Thursday, March 20, 2008

We are not.......

Once upon a time when I was young, arrogant and judgemental there was a common theme in my thoughts. If I saw someone who appeared to be suffering the consequences of bad choices (mind you I had no real idea as to what their reality was) my initial thoughts were generally along the lines of "We are not those kind of people." Mmm...sounds somewhat familiar.

"The Pharisee stood up and prayed about himself: 'God, I thank you that I am not like other men—robbers, evildoers, adulterers — or even like this tax collector." (Luke 18:11)

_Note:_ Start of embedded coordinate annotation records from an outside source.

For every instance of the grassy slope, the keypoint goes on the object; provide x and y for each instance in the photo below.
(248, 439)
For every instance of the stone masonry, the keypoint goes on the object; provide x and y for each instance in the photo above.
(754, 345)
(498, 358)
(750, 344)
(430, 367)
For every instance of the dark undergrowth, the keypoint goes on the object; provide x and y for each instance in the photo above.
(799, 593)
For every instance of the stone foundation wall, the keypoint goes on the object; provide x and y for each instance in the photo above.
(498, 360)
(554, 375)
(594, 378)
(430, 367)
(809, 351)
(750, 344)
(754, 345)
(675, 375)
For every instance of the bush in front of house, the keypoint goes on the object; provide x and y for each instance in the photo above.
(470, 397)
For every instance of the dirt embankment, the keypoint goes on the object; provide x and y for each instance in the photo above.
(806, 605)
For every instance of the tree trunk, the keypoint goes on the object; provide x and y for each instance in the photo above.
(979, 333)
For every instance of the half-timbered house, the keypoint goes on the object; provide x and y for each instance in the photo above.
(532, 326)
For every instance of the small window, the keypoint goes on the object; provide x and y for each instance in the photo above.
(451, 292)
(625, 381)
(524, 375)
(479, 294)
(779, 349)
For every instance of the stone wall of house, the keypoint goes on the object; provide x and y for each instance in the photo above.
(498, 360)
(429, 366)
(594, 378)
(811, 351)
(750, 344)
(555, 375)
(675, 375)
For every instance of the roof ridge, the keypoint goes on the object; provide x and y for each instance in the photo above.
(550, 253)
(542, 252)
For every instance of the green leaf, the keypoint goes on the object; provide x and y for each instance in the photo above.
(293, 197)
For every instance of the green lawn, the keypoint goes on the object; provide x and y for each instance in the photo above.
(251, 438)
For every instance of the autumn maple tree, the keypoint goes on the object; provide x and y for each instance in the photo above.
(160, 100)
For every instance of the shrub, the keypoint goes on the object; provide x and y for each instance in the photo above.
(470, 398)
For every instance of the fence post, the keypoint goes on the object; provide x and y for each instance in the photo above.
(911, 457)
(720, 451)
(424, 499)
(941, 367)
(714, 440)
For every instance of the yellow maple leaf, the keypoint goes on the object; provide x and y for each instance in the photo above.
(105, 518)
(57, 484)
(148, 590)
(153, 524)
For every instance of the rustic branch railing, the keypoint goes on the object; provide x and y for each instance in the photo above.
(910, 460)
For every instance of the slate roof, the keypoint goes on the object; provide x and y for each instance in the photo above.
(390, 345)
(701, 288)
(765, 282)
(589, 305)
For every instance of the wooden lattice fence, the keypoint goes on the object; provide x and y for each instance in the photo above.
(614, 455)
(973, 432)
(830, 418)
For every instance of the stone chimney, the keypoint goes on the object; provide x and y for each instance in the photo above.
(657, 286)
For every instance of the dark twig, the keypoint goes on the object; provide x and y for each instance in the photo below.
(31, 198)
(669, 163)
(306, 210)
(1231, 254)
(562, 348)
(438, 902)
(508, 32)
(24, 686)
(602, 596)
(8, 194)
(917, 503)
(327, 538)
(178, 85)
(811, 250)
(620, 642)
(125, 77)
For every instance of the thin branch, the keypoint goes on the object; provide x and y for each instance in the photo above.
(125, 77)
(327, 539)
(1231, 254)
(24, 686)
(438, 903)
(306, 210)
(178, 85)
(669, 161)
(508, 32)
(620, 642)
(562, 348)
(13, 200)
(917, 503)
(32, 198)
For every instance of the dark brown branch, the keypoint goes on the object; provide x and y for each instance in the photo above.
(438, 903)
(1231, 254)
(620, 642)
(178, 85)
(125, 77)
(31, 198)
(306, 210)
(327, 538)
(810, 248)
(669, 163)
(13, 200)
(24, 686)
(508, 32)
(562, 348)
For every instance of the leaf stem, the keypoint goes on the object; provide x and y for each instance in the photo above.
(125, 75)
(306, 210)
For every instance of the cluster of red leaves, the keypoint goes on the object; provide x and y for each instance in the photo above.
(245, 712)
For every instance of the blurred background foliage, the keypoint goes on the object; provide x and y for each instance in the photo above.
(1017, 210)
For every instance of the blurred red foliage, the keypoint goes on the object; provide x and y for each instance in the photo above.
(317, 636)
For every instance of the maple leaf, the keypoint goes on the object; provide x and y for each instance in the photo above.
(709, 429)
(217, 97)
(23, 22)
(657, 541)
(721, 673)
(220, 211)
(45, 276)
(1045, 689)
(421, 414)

I believed that doing the right thing would get the right results. It was a simple math equation. Here is what I learned:

It ain't necessarily so.

I remember the moment I had this epiphany. It was during the dark night of Matt's teen years. He'd made a bad decision and the consequences were harsh. We decided that he could spend the night at the detention center rather than bail him out. I was heartbroken, confused, scared and mad. Visiting hours were starting soon and people were beginning to file in...waiting for their chance to see their loved one. I sat there and thought to myself "I don't belong here with these kind of people." I pulled myself tighter into myself as though that were enough to draw a line of demarcation between "those people" and myself. The Holy Spirit spoke to me and removed the blinders from my eyes. I was at the county jail because my child was behind those bars. Me. I was "that kind of people". I was no different. I had a whole lot more in the way of material blessings than some of those waiting. I had more education. I had more of a support group. But I was there because someone I loved was in jail.

The ground at the foot of the cross is level. I would do well to remember that.